California has long allowed an ambiguous boundary between public and private land along its coast. Climate change is testing the limits of this compromise.

A foundational assumption of private property law is that land is static enough to be mapped, gridded, and divided. The trouble with this assumption is that the space where the ocean meets the sand is ambulant — ambulant always and by definition, although as climate change accelerates, the degree of ambulation increases at pace.

The method sanctioned by the U.S. Supreme Court for calculating the boundary between public coast and private land is practically useless in the State of California today. A 1935 court case, Borax Consolidated Ltd. v. City of Los Angeles, determined that the boundary is set by the mean high tide line, calculated over a period of 18.6 years. The number 18.6 was determined by the court to be the length of time in which there might be a measurable change in sea level. The ruling offers the illusion of precision. Over a period of 103 months and six days, simply measure where the mean high tide intersects the beach (a calculation that combines the horizontal reach of the tide with the vertical depth of the tide), draw the average, and there it is. But for a variety of reasons, that’s not what happens in practice.

The most obvious stumbling block is that water levels are rising much faster today than in 1935. An average mean high tide calculated over 18.6 years is not a reliable indication of water movement in the future, or of the associated accretion or erosion of the coast. Second, demarcating a boundary via years of surveyor calculation is expensive and time-consuming. The required research entails not just tide calculations, but complicated historical analysis to determine what changes to the shoreline are “natural” as opposed to caused by humans. The agency that would make these calculations, California’s State Lands Commission, is thin on staff and resources, such that they generally only make an official declaration of the mean high tide line when it is required for settling a legal dispute. Underfunding has left the agency reactive rather than proactive, leaving large stretches of the coast open to practical uncertainty.

Third, public space in many cases extends beyond the mean high tide line.
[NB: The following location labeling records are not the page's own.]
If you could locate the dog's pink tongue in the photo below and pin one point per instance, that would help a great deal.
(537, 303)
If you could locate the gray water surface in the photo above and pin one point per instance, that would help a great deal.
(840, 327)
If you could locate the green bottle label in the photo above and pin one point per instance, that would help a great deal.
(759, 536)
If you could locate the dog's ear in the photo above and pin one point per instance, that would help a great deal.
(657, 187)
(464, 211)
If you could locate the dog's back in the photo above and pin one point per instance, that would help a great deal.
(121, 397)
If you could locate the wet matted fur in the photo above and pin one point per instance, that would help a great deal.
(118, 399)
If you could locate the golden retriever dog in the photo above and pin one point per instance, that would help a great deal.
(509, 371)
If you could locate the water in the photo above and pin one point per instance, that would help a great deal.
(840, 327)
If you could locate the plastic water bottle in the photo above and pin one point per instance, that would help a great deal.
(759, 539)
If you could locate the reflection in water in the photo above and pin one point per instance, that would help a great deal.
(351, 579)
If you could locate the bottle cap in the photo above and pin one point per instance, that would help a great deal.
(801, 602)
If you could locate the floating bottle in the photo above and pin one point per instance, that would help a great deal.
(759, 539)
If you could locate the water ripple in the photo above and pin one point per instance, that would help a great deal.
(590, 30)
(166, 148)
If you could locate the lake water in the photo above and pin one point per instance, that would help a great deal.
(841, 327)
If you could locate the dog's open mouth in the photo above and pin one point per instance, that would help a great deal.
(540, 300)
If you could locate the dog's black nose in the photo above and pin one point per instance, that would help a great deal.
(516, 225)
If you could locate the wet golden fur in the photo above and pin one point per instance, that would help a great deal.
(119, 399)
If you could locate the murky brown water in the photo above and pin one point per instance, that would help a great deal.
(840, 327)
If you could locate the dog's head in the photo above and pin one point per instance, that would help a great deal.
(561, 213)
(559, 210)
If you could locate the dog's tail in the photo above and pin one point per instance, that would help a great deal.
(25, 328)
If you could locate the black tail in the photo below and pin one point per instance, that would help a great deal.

In Malibu, and many other parts of California, beachfront homeowners use an expanded public beach as a bargaining chip when seeking home improvements. That is, they set up a lateral easement for the dry sand in front of their property in exchange for permission to make improvements on their home — a new deck or an extra bedroom — which would otherwise not be permitted. From above, Escondido Beach’s property lines look like a set of crooked teeth, with random strips of private land smashed between public space. Were you to walk along the beach, keeping a perfectly consistent distance from the water, you would pass through swaths of private land and swaths of public land. As the Los Angeles Times put it, “it’s impossible to tell which houses have these easements, and which do not, without carrying a sheaf of maps and property records.”